In der Ferne verklangen gerade die morgendlichen Gesänge und Gebete für Ianus und die erste Stunde des Tages wurde damit offiziell eröffnet. Auf dem Forum hatten sich schon einige Menschen trotz der frühen Stunde versammelt, um der personifizierten Einigkeit ihre Ehrerbietung darzubringen – und wohl auch, um sich mit Menschen, die man aufgrund der Ausgangssperre einige Tage nicht gesehen hatte, endlich einmal wieder auszutauschen.
Gebannt sah Sextus zu den Priestern der Göttin, die sich noch murmelnd unterhalten hatten. Kurz nickten sie einander zu und gaben den ihnen folgenden Haruspices und den Kulthelfern ein kleines Zeichen. Von sechs Opferhelfern getragen wurde das hölzerne Podest, auf dem die Göttin thronte, angehoben, so dass die Menschen sie sehen konnten. Es war eine nicht einmal lebensgroße Holzstatue einer Frau, mit bunten Farben bemalt und reich geschmückt, die Hände vor sich ineinandergelegt, in den Armen ein Füllhorn, und rund um ihre Füße die wenigen Blumen, die so früh im Jahr schon zu bekommen waren.

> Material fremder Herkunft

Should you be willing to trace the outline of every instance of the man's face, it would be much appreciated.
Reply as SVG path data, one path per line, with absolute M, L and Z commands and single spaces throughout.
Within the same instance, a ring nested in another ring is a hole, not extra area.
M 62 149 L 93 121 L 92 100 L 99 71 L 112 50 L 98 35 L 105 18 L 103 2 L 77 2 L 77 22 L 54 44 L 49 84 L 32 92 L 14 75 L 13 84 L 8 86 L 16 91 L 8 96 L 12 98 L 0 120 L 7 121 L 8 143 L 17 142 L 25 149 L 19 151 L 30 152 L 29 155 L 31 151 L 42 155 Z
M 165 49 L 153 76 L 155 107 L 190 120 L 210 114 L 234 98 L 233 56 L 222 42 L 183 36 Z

“Macht Platz für Concordia!“ forderte der erste Priester auf und schritt dem Kultbild voran, während die Opferhelfer mit dem Kultbild folgten. Direkt dahinter waren die übrigen Priester und stimmten einen archaischen Gesang an, dessen Worte kein Mensch mehr verstand, geschweige denn seine Bedeutung. Aber er gehörte zum Kult und daher wurde er gesungen. Im Anschluss an die dunkel gewandeten Priester schlossen sich die Haruspices an, die ebenso archaisch murmelnd langsam folgten, während der vorderste Priester anfing, die Göttin mit leichtem Singsang in der Stimme auf die Bevölkerung herabzubeschwören. “Sehet die Göttin, Concordia, die Mildtätige. Ehret die Göttin zur Stärke von Rom. Sie segnet die Tapferen, die ihren Freunden beistehen. Sie segnet die Familien, die sich um die ihren sorgen. Sie segnet die Römer, die ihre Stadt zusammenhalten. Oh Concordia, Herrliche, Herrin der Eintracht, göttliche Bewahrerin des Friedens! Oh Concordia, Helferin Roms! Deine Gabe lässt uns stark sein...“
Und stets weitersingend, weiterredend und weitermarschierend führte der Priester so den Zug Richtung Ara Pacis an und erinnerte so beständig die Römer an die Anwesenheit der Göttin und ermahnte zum Frieden.